LIFESTYLE → ON SITE Issue 1028 · September 11, 2024

Elul Vibes    

What are your signs and signals that Elul has arrived?

Elul Vibes    
It’s a month of anticipation: end of summer, start of schoolyear, end of vacation season, start of Yom Tov season, end of relaxation, start of preparation. Elul may look different for each of us, but beneath the varying sights and sounds, smells and tastes is the call that unites us all: the shofar’s blast, heralding the Days of Awe

 

FORTY DAYS PRIOR

Name: Rabbi Moshe Douek
Occupation: Rav of Congregation Shaare Tefilah Bene Moshe
Location: Eatontown, New Jersey
I know it’s Elul when… the shul fills for hatarat nedarim

IN our community, and I’m speaking for Egyptian, Lebanese, and Syrian Jews here, we know it’s Elul long before it’s Elul. On Tishah B’Av afternoon, at Minchah, the custom is that the first line of Kedushah, Naaritzach v’nakdishach, is sung to the tune of Selichot. Following Minchah, we sing one of the well-known Selichot piyutim. That is the earliest sign of us getting into the Elul mode.

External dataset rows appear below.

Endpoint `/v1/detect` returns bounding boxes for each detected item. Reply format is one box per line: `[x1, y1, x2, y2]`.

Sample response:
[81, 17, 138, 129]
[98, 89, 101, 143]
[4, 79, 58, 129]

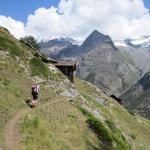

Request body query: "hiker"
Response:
[31, 82, 40, 107]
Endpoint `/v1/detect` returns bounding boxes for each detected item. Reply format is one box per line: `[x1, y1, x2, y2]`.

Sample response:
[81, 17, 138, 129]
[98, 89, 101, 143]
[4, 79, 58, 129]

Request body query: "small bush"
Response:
[79, 108, 131, 150]
[87, 116, 113, 144]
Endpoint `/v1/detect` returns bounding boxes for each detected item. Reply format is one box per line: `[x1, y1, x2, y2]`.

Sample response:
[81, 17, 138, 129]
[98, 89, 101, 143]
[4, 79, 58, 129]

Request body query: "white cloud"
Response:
[0, 15, 25, 38]
[0, 0, 150, 40]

Immediately after Maariv on the Motzaei Shabbat 40 days before Rosh Hashanah, the shul fills up for a very public hatarah. This is equivalent to the Ashkenazi custom of doing hatarat nedarim on Erev Rosh Hashanah, but our custom of doing it 40 days before is linked to what is written in the Zohar Hakadosh, that certain aveiros need to be absolved 40 days before your prayers can be accepted.

The cars fill up the street outside as soon as Shabbat is over, and men, women, and children, pile into the shul for hatarah. We use the Rosh Hashanah tunes for Maariv that night, then we make Havdalah, followed by the hatarah. Our shul is almost as packed as Kol Nidrei night! With the beit din seated on the platform at the front, the entire crowd — hundreds of people — says the nusach together, “Bechulhon, icharatnah behon,” and the beit din responds accordingly: “Mutarim lachem, sheruyim lachem, mechulim lachem.” Then there are three responses from the kehillah, and the beit din responds again each time.

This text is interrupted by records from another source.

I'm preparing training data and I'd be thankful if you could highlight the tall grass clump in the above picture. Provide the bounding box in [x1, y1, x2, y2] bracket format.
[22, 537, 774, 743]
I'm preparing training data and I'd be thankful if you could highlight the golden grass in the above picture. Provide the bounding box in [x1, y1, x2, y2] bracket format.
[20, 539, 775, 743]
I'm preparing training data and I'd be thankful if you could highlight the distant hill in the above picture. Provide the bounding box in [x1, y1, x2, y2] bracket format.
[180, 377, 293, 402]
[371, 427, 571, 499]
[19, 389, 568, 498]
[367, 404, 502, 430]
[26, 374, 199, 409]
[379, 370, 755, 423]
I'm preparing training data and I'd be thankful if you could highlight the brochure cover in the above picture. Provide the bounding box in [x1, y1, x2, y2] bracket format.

The day after Rosh Chodesh Elul we begin daily Selichot, and then the season is really in full swing. Also early in Elul, the Syrian stores start stocking gourd, leek and Swiss chard, black-eyed peas, and sheeps’ heads. My wife’s grandmother used to prepare these simanim for the entire family, and now my wife does it for us — and gives out containers to her siblings, too. As was the tradition in Aleppo, the peel of the gourd gets grated and candied. My wife goes through the Yehi Ratzon booklet, cooks the simanim early in Elul, and freezes them for Yom Tov. It’s true that you can now buy all this ready-made in a Syrian grocery, but still, the women are discussing the simanim, whether to buy the black-eyed peas frozen or canned, and whether they are infested this year or not. There’s already an excitement for Yom Tov with the smells wafting from the kitchen creating the atmosphere, letting us know that Rosh Hashanah is coming.